En juillet 2022, la Fédération Française des Banques Alimentaires a souhaité mettre un coup de projecteur sur l’impact de l’inflation alimentaire sur les personnes accueillies tant au niveau de leur comportement d’achat que de leur comportement à l’aide alimentaire en France métropolitaine. Qui sont les personnes accueillies à l’aide alimentaire ?

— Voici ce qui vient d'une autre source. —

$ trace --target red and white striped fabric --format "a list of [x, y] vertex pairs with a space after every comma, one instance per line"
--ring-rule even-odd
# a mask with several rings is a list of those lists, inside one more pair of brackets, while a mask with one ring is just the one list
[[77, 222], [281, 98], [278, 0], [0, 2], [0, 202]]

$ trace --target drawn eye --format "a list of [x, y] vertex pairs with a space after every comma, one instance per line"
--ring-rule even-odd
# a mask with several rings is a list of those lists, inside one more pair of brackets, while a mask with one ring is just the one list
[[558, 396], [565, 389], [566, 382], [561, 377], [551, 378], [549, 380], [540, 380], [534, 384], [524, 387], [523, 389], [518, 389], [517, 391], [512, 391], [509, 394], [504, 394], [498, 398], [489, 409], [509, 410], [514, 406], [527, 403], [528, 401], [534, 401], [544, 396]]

UN PROFIL SOCI-DEMOGRAPHIQUE MOYEN MARQUE PAR LA PAUVRETE
Les Banques Alimentaires accompagnent des populations en situation sociale fragile :
– Sous le seuil de pauvreté (94%)
– Près de la moitié des personnes accueillies habitent dans un HLM
– Près de la moitié des personnes accueillies vivent de minima sociaux
Quel serait le profil sociodémographique type ? :
– Une personne seule (41% des personnes)
– Une famille monoparentale (31%)
– Un âge moyen de 49 ans
Les femmes représentent 71% des personnes qui ont répondu à l’enquête ce qui est révélateur du fait que parmi les personnes en précarité, ce sont elles qui sont principalement investies de la fonction de subvenir aux besoins alimentaires des foyers. Les femmes représentent ainsi 90% des familles monoparentales accueillies à l’aide alimentaire, une proportion supérieure à la population générale, où les femmes représentent 82% des familles monoparentales, selon l’Insee1.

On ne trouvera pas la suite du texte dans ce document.